The next two tables show estimated powers (against a particular alternative) for the two most accurate tests, for fourteen different skewed parent distributions. The skewness is given for eight of the distributions.

n = 20	skewness	T^*	S
distribution 7	0.50	0.222	0.147
distribution 8	1.50	0.625	0.301
distribution 9	0.90	0.190	0.125
distribution 10	1.50	0.286	0.179
distribution 11	0.80	0.060	0.044
distribution 12	2.00	0.129	0.090
distribution 13	3.16	0.769	0.323
distribution 14	3.88	0.793	0.324
distribution 15		0.248	0.192
distribution 16		0.446	0.384
distribution 17		0.219	0.153
distribution 18		0.624	0.367
distribution 19		0.140	0.088
distribution 20		0.304	0.100

n = 30	skewness	T^*	S
distribution 7	0.50	0.341	0.262
distribution 8	1.50	0.817	0.452
distribution 9	0.90	0.325	0.175
distribution 10	1.50	0.478	0.222
distribution 11	0.80	0.072	0.038
distribution 12	2.00	0.209	0.089
distribution 13	3.16	0.924	0.380
distribution 14	3.88	0.940	0.357
distribution 15		0.345	0.287
distribution 16		0.606	0.579
distribution 17		0.393	0.232
distribution 18		0.846	0.562
distribution 19		0.164	0.026
distribution 20		0.396	0.048

One can see that the power values are generally considerably higher for the the "triples test", and so it would be nice to find a way to correct it's anticonservativeness problem. Note that for the smallish sample sizes considered in the Monte Carlo study, the power can be rather low when the skewness is less than 3 (and so while it's perhaps the better of the two tests, it can have disappointingly low power, since a skewness of 3 is fairly large in my opinion, and one might think that smaller skewnesses should be detected with higher probability than some of the low powers observed).

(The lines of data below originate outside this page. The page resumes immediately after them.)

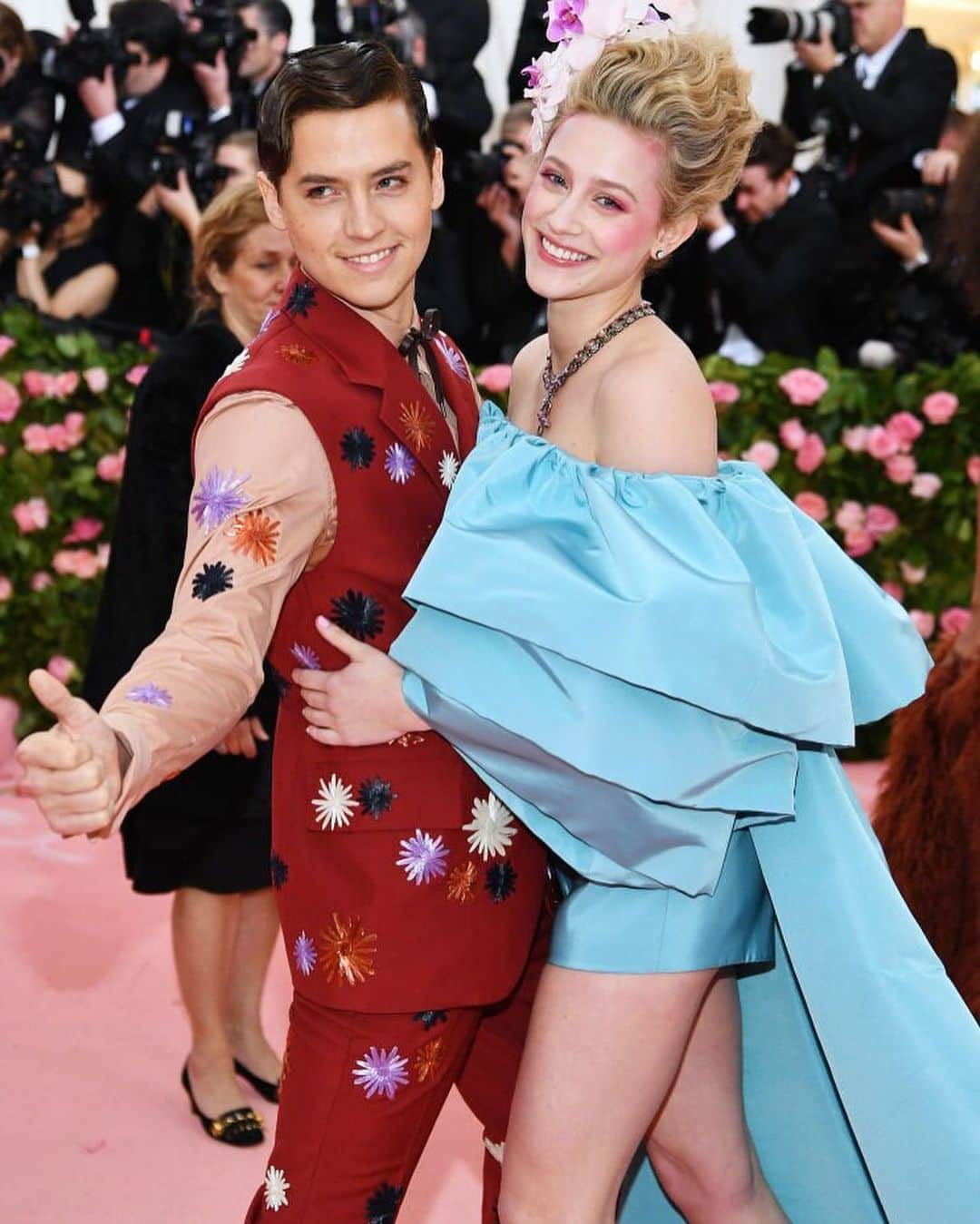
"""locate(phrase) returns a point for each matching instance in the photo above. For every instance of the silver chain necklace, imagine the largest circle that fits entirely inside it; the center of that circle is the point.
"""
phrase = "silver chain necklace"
(554, 382)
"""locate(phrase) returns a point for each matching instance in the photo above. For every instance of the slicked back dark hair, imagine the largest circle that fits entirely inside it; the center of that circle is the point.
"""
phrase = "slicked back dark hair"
(341, 76)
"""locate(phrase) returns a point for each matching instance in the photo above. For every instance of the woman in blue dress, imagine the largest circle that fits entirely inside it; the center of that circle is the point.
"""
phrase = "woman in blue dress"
(651, 658)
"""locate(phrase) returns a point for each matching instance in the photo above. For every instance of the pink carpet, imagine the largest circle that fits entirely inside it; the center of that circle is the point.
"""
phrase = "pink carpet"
(94, 1126)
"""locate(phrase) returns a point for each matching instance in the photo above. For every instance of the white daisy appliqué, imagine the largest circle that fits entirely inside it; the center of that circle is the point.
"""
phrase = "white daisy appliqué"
(492, 828)
(336, 803)
(448, 467)
(276, 1189)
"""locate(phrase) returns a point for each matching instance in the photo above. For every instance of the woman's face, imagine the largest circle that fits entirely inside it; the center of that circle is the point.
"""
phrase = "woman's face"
(593, 213)
(257, 278)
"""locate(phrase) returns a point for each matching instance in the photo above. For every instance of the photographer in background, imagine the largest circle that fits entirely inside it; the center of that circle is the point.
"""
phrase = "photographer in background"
(771, 263)
(27, 111)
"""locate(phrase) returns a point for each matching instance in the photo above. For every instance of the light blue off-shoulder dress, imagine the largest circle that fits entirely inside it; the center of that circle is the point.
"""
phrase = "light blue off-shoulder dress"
(653, 672)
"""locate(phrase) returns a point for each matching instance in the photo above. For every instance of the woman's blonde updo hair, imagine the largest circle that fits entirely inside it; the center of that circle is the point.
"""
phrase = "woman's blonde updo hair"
(688, 91)
(224, 225)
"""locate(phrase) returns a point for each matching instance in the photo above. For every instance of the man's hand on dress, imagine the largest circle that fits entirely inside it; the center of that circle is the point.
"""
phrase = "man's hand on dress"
(71, 771)
(360, 704)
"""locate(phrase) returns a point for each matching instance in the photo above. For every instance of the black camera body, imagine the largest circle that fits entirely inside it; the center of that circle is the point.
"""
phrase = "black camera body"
(793, 26)
(90, 53)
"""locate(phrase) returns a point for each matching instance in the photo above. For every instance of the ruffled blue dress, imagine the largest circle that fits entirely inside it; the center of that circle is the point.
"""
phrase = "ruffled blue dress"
(653, 672)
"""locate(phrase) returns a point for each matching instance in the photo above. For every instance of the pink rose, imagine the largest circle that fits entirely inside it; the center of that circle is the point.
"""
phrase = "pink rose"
(812, 504)
(31, 515)
(856, 438)
(35, 439)
(10, 400)
(792, 434)
(723, 393)
(109, 467)
(880, 520)
(765, 453)
(926, 485)
(83, 530)
(97, 379)
(858, 543)
(954, 622)
(495, 378)
(803, 387)
(62, 667)
(811, 455)
(901, 469)
(881, 445)
(924, 622)
(850, 516)
(940, 407)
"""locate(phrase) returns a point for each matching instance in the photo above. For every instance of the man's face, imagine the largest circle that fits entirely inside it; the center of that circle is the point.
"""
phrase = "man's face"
(358, 201)
(758, 195)
(875, 22)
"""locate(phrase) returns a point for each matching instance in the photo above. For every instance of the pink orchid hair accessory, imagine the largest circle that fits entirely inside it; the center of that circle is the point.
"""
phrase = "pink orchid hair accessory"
(583, 28)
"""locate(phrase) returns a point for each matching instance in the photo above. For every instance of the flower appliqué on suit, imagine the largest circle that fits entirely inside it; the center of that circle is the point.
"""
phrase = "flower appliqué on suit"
(376, 796)
(348, 951)
(492, 828)
(358, 448)
(416, 424)
(301, 298)
(399, 463)
(381, 1072)
(422, 857)
(428, 1060)
(305, 954)
(336, 803)
(501, 881)
(256, 535)
(358, 614)
(213, 579)
(218, 496)
(276, 1189)
(461, 883)
(382, 1206)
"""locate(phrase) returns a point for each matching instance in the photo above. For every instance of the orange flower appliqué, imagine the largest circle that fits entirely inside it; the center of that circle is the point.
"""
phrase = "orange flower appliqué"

Below are some more comments.

p. 93, Comment 64: This scheme seems a lot easier than the one described on p. 88. One just needs to compare the average of the minimum and maximum of the two values to the middle value.
p. 93, Comment 65: A more theoretical course than STAT 657 would spend a bit of time on the general theory of U-statistics. But such a course would be more appropriate for Ph.D. students who want to do research on U-statistics, and develop a new test procedure. The focus of STAT 657 is on the correct application of exisiting test procedures. Note that here U-statistics refer to a large class of statistics, and not what is sometimes referred to as the Mann-Whitney U statistic, which is just one member of the more general class of U-statistics.

Section 3.10

As far as I know, the test described in this section isn't included on StatXact or any other major statistical software package. Since it's a pain to perform unless n is rather small, I can't imagine that this test gets a lot of use (and in fact, I'll guess that it get's practically no use at all).

The null hypothesis under consideration in this section implies that the distribution of X_i - Y_i is symmetric about 0, and we can shoot down that hypothesis with easier-to-perform tests such as the signed-rank test, the sign test, the normal scores test, and the permutation test.

For example, using the data from Problem 3.113 on p. 104 of the text (which is the data in Table 3.3 on p. 50), one gets a p-value of 0.125 using the test from Sec. 3.10, but one can get that same p-value much easier using the sign test, and one can get the smaller p-value of about 0.1094 using the signed-rank test. (For the data in Example 3.11 on p. 97, one can get smaller p-values using the sign test, the signed-rank test, and the normal scores test, than one can get with the test from Sec. 3.10. But none of the p-values are very small, and so perhaps the differences in their values don't mean a lot.)

Section 3.11

I'll work through an example in class to show how to obtain results like those given by (3.116) on p. 104 and (3.118) on p. 105. (I will assign a homework problem or two that will instruct you to find similar results for other distributions.)